As of late, I've had friends come to me asking for advice, or just spilling their problems to me. I'm not naming any names, but... I was feeling pretty good after the conversations I had with a lot of them. I'd give them the best advice that I could, and then I'd sit waiting for their response, and really, I was just glad that I was able to respond in a positive manner without getting myself involved in the situation. I mean, sometimes, when people would want advice, and I really didn't care about them, I'd say something stupid like-- "Oh, I'm sorry", when I couldn't find anything smarter to say.
Recently, I've actually sat down and thought about it. If I am busy, I find the time later to do it. I mean... these people are coming to me for help. Isn't that just heartwarming? Knowing somebody out there needs you, or even cares about what you'd have to say in what's going on in their own lives. Even just hearing somebody else's personal problems, that may be too private to share with others makes me a little bit happy inside because I know that they wouldn't just share it with anybody. It is to them, I say thank you for trusting me ,of all people, with your problems.
It inspires me to keep this blog up and running because on here, my readers care about what I have to say, and what's going on in my life.

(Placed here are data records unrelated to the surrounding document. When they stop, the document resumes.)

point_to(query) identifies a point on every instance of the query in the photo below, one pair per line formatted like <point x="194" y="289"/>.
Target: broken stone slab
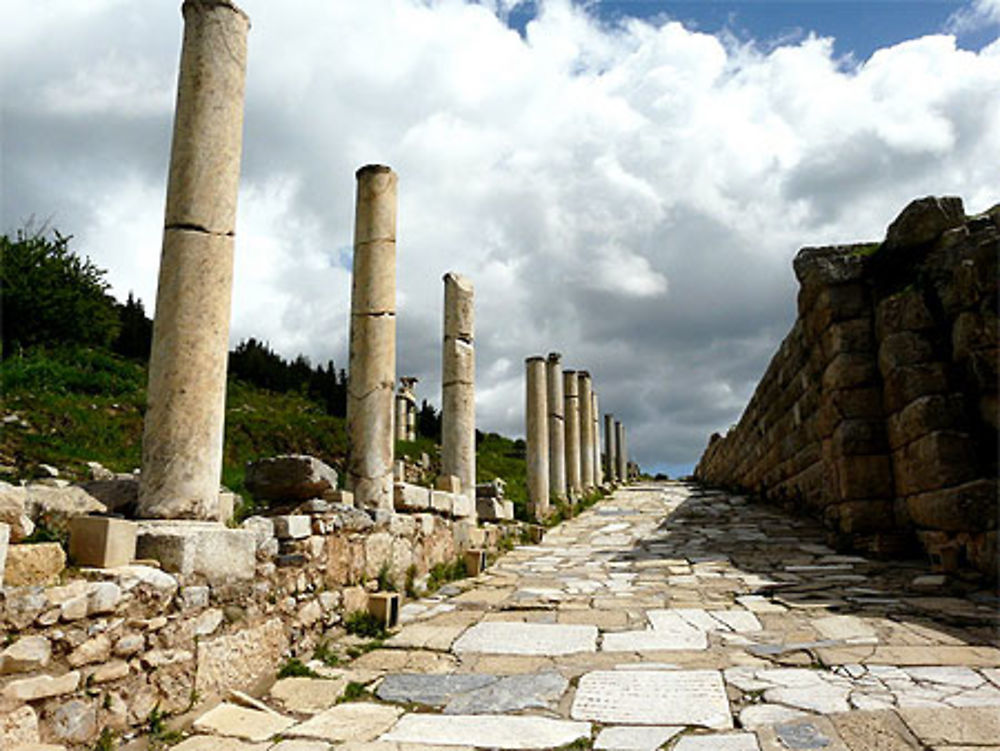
<point x="527" y="639"/>
<point x="653" y="697"/>
<point x="634" y="737"/>
<point x="34" y="563"/>
<point x="407" y="497"/>
<point x="240" y="722"/>
<point x="487" y="731"/>
<point x="196" y="547"/>
<point x="290" y="477"/>
<point x="358" y="721"/>
<point x="25" y="655"/>
<point x="41" y="687"/>
<point x="101" y="541"/>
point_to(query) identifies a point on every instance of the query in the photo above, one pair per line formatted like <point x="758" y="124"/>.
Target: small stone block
<point x="292" y="526"/>
<point x="34" y="563"/>
<point x="385" y="607"/>
<point x="448" y="483"/>
<point x="475" y="561"/>
<point x="101" y="541"/>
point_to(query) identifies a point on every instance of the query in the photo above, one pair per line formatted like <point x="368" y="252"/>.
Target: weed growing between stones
<point x="363" y="623"/>
<point x="295" y="668"/>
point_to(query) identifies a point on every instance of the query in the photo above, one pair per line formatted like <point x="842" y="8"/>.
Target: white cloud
<point x="629" y="195"/>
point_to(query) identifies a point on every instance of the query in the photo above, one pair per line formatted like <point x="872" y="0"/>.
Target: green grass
<point x="497" y="456"/>
<point x="87" y="405"/>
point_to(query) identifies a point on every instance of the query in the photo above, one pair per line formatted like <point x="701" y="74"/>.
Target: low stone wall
<point x="879" y="411"/>
<point x="107" y="646"/>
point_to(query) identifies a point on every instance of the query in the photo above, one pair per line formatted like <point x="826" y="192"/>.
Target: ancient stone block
<point x="864" y="477"/>
<point x="34" y="563"/>
<point x="101" y="541"/>
<point x="935" y="460"/>
<point x="290" y="477"/>
<point x="967" y="507"/>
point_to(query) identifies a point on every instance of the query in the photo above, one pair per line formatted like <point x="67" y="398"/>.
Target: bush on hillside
<point x="49" y="294"/>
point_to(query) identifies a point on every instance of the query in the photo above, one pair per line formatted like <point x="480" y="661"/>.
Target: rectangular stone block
<point x="442" y="502"/>
<point x="101" y="541"/>
<point x="407" y="497"/>
<point x="34" y="563"/>
<point x="385" y="607"/>
<point x="448" y="483"/>
<point x="207" y="548"/>
<point x="292" y="526"/>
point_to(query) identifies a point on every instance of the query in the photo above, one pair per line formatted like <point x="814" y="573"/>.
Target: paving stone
<point x="718" y="742"/>
<point x="239" y="722"/>
<point x="487" y="731"/>
<point x="652" y="697"/>
<point x="527" y="639"/>
<point x="634" y="737"/>
<point x="361" y="721"/>
<point x="432" y="690"/>
<point x="653" y="641"/>
<point x="309" y="695"/>
<point x="510" y="694"/>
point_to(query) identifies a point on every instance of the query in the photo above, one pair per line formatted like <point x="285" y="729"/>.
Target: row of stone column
<point x="563" y="435"/>
<point x="183" y="431"/>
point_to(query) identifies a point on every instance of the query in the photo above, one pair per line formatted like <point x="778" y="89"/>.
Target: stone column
<point x="536" y="437"/>
<point x="621" y="455"/>
<point x="571" y="415"/>
<point x="610" y="463"/>
<point x="458" y="383"/>
<point x="372" y="359"/>
<point x="557" y="426"/>
<point x="185" y="417"/>
<point x="595" y="412"/>
<point x="586" y="401"/>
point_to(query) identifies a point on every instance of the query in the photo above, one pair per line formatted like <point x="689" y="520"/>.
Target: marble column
<point x="621" y="457"/>
<point x="537" y="437"/>
<point x="571" y="415"/>
<point x="595" y="412"/>
<point x="610" y="463"/>
<point x="458" y="383"/>
<point x="372" y="358"/>
<point x="185" y="417"/>
<point x="586" y="401"/>
<point x="557" y="427"/>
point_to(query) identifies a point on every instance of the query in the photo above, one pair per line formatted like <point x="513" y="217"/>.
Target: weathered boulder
<point x="290" y="477"/>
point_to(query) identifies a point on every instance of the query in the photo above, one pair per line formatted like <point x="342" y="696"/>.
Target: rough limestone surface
<point x="183" y="424"/>
<point x="290" y="477"/>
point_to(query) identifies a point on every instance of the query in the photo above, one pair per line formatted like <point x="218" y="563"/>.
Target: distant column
<point x="571" y="415"/>
<point x="620" y="453"/>
<point x="610" y="441"/>
<point x="185" y="416"/>
<point x="537" y="436"/>
<point x="595" y="413"/>
<point x="373" y="339"/>
<point x="586" y="401"/>
<point x="557" y="426"/>
<point x="458" y="383"/>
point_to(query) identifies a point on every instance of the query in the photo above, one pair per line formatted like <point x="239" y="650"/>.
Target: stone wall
<point x="105" y="647"/>
<point x="879" y="413"/>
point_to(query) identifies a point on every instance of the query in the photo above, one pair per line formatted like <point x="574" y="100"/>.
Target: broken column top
<point x="215" y="4"/>
<point x="372" y="168"/>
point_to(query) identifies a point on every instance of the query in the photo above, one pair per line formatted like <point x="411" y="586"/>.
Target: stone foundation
<point x="105" y="648"/>
<point x="879" y="411"/>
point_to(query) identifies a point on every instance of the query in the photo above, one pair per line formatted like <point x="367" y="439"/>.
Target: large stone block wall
<point x="879" y="411"/>
<point x="105" y="647"/>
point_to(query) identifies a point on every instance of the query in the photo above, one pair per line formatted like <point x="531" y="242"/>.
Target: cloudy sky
<point x="625" y="182"/>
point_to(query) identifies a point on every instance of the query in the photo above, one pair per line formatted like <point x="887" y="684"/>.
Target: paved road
<point x="665" y="616"/>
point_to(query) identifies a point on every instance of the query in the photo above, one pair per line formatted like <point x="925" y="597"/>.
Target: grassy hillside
<point x="76" y="404"/>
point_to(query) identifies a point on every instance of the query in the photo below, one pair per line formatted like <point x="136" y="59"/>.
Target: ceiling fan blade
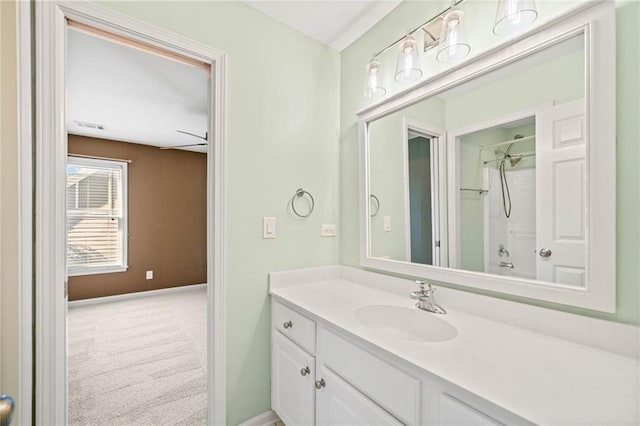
<point x="184" y="146"/>
<point x="206" y="135"/>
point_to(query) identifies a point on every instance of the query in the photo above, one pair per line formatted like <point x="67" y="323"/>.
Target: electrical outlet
<point x="328" y="231"/>
<point x="268" y="227"/>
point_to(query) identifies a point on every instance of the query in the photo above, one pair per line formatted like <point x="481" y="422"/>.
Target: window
<point x="96" y="216"/>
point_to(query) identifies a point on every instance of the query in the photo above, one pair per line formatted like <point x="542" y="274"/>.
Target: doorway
<point x="421" y="153"/>
<point x="52" y="20"/>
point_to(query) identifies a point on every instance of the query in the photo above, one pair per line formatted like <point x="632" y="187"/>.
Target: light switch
<point x="387" y="223"/>
<point x="268" y="227"/>
<point x="328" y="231"/>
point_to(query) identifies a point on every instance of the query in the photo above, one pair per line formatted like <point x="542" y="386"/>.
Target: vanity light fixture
<point x="374" y="80"/>
<point x="453" y="44"/>
<point x="408" y="67"/>
<point x="513" y="16"/>
<point x="446" y="30"/>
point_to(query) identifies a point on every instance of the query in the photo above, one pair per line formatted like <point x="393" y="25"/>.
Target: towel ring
<point x="376" y="202"/>
<point x="299" y="194"/>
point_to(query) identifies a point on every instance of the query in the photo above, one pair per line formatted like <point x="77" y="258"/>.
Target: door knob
<point x="6" y="410"/>
<point x="544" y="253"/>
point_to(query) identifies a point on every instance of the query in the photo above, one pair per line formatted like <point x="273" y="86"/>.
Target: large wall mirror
<point x="501" y="174"/>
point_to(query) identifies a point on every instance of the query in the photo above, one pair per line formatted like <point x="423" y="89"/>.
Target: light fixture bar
<point x="454" y="4"/>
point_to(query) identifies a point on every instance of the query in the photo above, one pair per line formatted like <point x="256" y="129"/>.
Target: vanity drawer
<point x="295" y="326"/>
<point x="389" y="387"/>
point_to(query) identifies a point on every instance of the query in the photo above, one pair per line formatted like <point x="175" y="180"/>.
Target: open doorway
<point x="54" y="25"/>
<point x="136" y="227"/>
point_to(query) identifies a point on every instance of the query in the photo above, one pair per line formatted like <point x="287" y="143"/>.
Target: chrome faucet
<point x="426" y="299"/>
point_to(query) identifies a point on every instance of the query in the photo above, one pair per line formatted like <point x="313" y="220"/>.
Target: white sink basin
<point x="406" y="323"/>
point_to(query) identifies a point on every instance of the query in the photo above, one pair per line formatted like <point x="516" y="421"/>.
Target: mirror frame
<point x="596" y="21"/>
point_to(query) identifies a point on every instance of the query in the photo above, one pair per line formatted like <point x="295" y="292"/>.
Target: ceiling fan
<point x="205" y="138"/>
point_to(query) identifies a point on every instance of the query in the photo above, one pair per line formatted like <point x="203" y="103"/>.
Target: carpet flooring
<point x="139" y="361"/>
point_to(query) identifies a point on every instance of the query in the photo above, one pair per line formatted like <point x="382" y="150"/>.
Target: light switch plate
<point x="328" y="231"/>
<point x="268" y="227"/>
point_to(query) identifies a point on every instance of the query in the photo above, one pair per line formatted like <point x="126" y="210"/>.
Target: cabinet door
<point x="339" y="403"/>
<point x="455" y="413"/>
<point x="292" y="382"/>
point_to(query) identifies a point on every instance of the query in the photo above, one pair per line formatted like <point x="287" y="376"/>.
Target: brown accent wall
<point x="167" y="207"/>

It's pretty amazing what the world can do for you when you try to do so much for the world. (#LawOfAttraction) Even the thought of "I'm going to make a change" has brought me so many blessings, in knowing that there are people out there that support me through it all. The differences in my life have been overwhelming, but with the help of my Heavenly Father, I've been able to overcome them as difficulties, and see them more as opportunities. Thank you, everybody for supporting me through this change.
Even though so much has happened between me and a ton of different people at our school. I plan on just playing it cool, and not acting on anything that happens. After all, what's in the past is in the past. Ever since I made my decision to change for the better, I've been having so many clear thoughts. As clear as day. I know that in the past, I've talked about my loved-ones going and changing on me, but honestly-- I see that I'm starting to change too now. But... I'm initiating my change.